They’re out to get you (or your data at least)

A couple of years ago I wrote a blog post about Professor Phillip M Parker PhD, a Professor of Marketing in France who had established a website called Webster’s Online Dictionary that contained materials on endangered languages taken from copyrighted sources.1 Parker also published a set of books based on materials taken from copyrighted websites, such as Webster’s Kamilaroi-English Thesaurus Dictionary.2

Well, it looks like someone else is also harvesting data on languages from copyrighted sources without attribution. This is the PanLex project funded by the Utilka Foundation that:

“gathers knowledge about all the words in all the languages of the world, so that any word may be translated into any language, a step toward panlingual communication. For this work we consult multilingual, bilingual, and monolingual resources named “dictionaries”, “thesauri”, “lexical databases”, “wordnets”, “glossaries”, “terminologies”, “vocabularies”, and “word lists”, as well as individuals.”
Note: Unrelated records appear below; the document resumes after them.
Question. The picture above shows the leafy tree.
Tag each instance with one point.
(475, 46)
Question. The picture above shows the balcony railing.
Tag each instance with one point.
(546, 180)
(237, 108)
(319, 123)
Although the website gives a list of “the resources we are now consulting”, a simple search using the TerraDict tool shows that in fact unlisted materials are also being used. I searched for “left” in the Dieri (Diyari) language (which I have worked on for the past 35 years) and got the following result (click image to enlarge it):

This can only have come from the vocabulary list in my 1981 book A Grammar of Diyari, South Australia (published by Cambridge University Press) because it is only in that book that I used the letter d for the trill sound — in later publications I used rrh. This word would now be spelled as warrangantyu in the orthography that the Dieri Aboriginal community prefers. QED, the Diyari material has been nicked without attribution from my copyrighted book.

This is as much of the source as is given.